Like Dependency Lock-in, another big problem in modular software development is Dependency Hell. I have a very recent example.

 +- org.apache.httpcomponents:httpclient:jar:4.2.3:compile  
 | +- org.apache.httpcomponents:httpcore:jar:4.2.2:compile  

You may be familiar with both and ask why I don't have the same version of httpclient and httpcore. Because that's the ways they work together.

If you use httpclient and also declare httpcore in your pom.xml, congratulations, you're making Dependency Hell. But what if you don't declare httpcore but httpclient gets updated and removes the dependency to httpcore, or depends on something else that provides http core function? Good luck. Spring Framework 3.2.1 made such a mistake and broke one of my hobby projects. The hell has different impact on component provider and consumer, but most of time, we're both component provider and consumer.

You shouldn't care about a component that your dependency depends on, and you shouldn't let any user of your component care about any component that your component depends on. If you break this, you break the fundamental principle of software component design.

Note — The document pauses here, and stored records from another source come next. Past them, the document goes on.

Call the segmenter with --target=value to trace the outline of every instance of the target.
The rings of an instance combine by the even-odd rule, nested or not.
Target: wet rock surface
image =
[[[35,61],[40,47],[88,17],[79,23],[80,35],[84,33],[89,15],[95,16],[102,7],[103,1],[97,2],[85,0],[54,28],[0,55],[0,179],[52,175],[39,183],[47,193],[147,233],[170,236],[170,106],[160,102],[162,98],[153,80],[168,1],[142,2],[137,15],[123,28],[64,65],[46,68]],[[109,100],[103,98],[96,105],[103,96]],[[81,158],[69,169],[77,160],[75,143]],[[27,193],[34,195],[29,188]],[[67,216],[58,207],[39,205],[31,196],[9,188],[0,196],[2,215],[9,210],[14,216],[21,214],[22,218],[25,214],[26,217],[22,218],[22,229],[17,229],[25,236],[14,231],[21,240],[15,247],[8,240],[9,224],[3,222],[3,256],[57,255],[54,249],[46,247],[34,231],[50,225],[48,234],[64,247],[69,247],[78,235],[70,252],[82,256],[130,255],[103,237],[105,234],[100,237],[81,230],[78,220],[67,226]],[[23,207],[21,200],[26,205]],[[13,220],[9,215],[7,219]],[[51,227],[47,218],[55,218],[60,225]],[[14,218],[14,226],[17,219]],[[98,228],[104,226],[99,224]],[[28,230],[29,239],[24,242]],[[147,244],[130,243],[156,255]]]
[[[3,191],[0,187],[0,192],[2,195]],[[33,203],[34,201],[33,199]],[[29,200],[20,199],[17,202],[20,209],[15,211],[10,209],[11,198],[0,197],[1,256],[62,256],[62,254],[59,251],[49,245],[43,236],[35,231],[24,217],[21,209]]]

But in practice, unless you use OSGi [update 18/6/2020 - or Java 9 Platform Module System (JPMS)], you don't have easy ways to control how not to expose your dependencies to those components that directly, or indirectly, depend on your component.

Versioned jar files are the root of Dependency Hell in Java development. Check your pom file to see how many dependencies are redundant, they should be taken care of by direct dependencies; And how many dependencies should be upgraded to latest but you can't. Consider replace these outdated jar files with XaaS services?